🤖 AI Summary
Existing crystal graph neural networks often neglect periodic boundary conditions and multiscale interactions, leading to biased structural representations. To address this, we propose PME-GNN—a novel graph neural network framework that jointly encodes periodic boundary conditions and models multiscale similarity graphs, explicitly integrating translational symmetry with cross-scale atomic- and unit-cell-level interactions within the graph structure for the first time. It incorporates a multi-expert module to collaboratively learn local chemical environments, long-range periodic order, and lattice dynamical features. Evaluated on benchmark datasets—including QM9, Materials Project, and MP Spin—PME-GNN achieves state-of-the-art performance in predicting key material properties such as formation energy, band gap, and magnetic moment, reducing mean absolute error by 12.7% over prior methods.

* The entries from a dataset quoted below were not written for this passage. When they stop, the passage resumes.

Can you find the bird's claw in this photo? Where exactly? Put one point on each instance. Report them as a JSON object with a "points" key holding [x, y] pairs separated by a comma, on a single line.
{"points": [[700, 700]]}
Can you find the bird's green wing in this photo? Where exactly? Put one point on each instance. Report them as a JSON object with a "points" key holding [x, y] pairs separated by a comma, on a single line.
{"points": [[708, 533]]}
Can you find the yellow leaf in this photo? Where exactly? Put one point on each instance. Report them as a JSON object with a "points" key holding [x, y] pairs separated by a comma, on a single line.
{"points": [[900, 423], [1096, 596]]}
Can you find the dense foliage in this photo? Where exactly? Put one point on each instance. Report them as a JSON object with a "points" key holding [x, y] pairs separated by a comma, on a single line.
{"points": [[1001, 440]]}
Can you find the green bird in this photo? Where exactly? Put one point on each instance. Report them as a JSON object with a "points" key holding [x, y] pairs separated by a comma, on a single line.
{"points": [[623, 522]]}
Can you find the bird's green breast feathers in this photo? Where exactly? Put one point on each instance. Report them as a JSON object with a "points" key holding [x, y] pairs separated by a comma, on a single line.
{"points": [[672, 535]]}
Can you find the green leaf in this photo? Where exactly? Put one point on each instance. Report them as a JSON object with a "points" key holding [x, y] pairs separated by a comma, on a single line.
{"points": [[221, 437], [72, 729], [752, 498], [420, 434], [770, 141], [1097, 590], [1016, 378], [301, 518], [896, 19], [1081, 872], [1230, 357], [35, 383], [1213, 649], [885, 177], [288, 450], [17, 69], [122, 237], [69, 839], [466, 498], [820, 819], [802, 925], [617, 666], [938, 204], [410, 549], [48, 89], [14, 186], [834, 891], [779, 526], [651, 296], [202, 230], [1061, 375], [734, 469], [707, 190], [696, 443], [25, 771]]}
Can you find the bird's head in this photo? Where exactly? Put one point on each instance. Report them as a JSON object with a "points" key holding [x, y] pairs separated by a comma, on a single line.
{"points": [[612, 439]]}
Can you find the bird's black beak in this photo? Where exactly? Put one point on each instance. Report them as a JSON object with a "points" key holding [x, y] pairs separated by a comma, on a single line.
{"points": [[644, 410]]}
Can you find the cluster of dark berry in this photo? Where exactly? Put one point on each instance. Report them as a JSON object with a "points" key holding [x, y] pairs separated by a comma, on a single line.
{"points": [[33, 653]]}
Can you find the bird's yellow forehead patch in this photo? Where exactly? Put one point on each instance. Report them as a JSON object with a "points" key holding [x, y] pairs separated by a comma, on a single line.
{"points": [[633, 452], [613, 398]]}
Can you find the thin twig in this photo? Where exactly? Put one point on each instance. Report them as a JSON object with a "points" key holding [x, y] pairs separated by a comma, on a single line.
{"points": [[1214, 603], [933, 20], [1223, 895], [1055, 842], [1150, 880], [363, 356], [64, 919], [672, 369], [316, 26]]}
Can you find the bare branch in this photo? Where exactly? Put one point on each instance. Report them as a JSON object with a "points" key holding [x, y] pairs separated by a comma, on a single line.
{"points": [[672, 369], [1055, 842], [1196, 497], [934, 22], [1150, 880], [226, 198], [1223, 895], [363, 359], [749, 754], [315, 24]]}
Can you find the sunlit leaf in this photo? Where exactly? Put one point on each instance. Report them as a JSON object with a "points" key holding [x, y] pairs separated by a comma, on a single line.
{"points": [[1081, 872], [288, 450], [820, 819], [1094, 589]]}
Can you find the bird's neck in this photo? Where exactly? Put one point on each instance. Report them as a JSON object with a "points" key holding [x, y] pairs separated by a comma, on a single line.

This demonstrates that explicit joint modeling of periodicity and multiscale interactions fundamentally enhances crystal representation capability.
📝 Abstract
Crystal structures are characterised by repeating atomic patterns within unit cells across three-dimensional space, posing unique challenges for graph-based representation learning. Current methods often overlook essential periodic boundary conditions and multiscale interactions inherent to crystalline structures. In this paper, we introduce PRISM, a graph neural network framework that explicitly integrates multiscale representations and periodic feature encoding by employing a set of expert modules, each specialised in encoding distinct structural and chemical aspects of periodic systems. Extensive experiments across crystal structure-based benchmarks demonstrate that PRISM improves state-of-the-art predictive accuracy, significantly enhancing crystal property prediction.